Re: Levels of Consciousness

J Cook (0002019573@MCIMAIL.COM)
Tue, 1 Oct 1996 06:46:00 EST

-- [ From: Jesse S. Cook III * EMC.Ver #2.3 ] --

-------- REPLY, Original message follows --------

Date: Monday, 30-Sep-96 11:02 PM

From: sholmes \ Internet: (
From: sholmes \ Internet: (
To: Multiple recipients of list ANTHRO-L \ Internet:

Subject: Levels of Consciousness

This is a phrase without adequate definition, rather like Wade's use of the
term "better". In discussing the idea of "Levels of Consciousness, I would
suggest considering Gregory Bateson's ideas about learning. It may be
profitable to consider such "levels" in terms of the degrees of complexity
one's mind (ooops, another one of those terms) is capable of dealing with (ie
contexts within contexts).

Taken from this perspective, a person's "level of consciousness" is not a
function of the technology of that person's culture but entirely that of the
individual's capabilities. I would consider a Shaman to have attained a higher
"level of consciouness" than the average member of a tribe, as an example. I
would consider someone like Stephen Hawking to have reached a higher "level of
consciousness" because of his ability to handle highly abstract concepts "in
his head". Indeed, I would consider both of these, the Shaman and Mr.

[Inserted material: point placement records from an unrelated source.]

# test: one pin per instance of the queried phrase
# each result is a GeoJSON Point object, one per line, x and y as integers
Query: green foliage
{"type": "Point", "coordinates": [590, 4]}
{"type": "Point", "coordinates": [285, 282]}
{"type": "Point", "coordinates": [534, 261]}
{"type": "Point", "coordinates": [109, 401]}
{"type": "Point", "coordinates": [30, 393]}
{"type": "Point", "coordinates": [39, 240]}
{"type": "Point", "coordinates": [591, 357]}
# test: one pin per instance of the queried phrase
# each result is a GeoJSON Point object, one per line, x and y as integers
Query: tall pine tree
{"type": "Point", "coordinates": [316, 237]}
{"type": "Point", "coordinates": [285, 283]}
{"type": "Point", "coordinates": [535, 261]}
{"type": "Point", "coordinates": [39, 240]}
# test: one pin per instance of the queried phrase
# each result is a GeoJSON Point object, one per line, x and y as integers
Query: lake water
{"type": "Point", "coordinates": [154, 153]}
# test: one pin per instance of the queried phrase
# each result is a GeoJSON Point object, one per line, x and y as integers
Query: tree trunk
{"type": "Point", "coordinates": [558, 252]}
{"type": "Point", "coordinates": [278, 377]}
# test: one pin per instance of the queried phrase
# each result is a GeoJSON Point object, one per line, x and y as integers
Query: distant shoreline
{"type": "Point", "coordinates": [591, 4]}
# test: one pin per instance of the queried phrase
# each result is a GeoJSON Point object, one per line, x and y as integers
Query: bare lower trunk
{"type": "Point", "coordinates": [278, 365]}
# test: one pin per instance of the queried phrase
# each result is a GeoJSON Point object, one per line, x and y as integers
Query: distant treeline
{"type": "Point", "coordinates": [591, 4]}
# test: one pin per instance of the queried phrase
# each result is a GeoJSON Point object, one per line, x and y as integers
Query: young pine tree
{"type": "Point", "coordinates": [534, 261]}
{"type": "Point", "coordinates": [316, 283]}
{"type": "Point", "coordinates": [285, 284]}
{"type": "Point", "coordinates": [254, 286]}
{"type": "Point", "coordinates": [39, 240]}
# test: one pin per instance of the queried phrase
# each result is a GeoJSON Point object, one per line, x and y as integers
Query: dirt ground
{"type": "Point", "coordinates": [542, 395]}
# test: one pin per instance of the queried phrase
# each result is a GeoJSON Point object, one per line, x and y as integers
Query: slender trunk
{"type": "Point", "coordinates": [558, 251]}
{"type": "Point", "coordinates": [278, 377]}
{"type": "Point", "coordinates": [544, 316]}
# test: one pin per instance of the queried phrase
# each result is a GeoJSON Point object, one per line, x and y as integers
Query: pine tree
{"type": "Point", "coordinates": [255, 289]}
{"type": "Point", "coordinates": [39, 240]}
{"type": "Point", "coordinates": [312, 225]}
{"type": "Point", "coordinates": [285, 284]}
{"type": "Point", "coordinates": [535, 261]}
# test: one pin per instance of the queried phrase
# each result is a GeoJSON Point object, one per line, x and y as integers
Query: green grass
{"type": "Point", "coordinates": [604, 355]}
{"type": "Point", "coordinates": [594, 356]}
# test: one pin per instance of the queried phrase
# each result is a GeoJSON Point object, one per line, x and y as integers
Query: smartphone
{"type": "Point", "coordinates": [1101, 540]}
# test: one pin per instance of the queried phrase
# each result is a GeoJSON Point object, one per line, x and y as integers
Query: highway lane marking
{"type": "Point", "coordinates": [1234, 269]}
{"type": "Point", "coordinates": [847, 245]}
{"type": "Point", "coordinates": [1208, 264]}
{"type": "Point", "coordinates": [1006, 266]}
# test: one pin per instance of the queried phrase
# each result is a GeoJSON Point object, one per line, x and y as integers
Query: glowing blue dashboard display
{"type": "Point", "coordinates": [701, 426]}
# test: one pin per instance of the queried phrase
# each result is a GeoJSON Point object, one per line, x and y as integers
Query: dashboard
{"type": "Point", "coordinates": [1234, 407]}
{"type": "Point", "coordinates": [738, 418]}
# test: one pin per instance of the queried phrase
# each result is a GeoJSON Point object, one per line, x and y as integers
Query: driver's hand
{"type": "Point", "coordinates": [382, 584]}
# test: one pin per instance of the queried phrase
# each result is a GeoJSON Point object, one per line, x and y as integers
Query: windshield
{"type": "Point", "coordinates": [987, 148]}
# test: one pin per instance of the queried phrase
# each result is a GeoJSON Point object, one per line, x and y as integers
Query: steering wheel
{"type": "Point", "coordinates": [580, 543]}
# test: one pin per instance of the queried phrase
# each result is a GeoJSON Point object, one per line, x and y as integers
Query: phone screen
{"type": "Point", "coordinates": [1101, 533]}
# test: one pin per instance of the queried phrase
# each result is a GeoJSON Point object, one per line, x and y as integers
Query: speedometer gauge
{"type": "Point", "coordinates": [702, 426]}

Hawking,
to have reached a higher "level of consciousness" than the average person
walking around the streets of the U.S.A.

But then, I am a Cretan and all Cretans are liars...

Scott Holmes

-------- REPLY, End of original message --------

Have you read Bateson's *Steps to an Ecology of Mind* and *Mind and Nature: A
Necessary Unity*? The former was the first book that was recommended to me by
an anthropology colleague when I started studying the subject of the evolution
of human consciousness over ten years ago.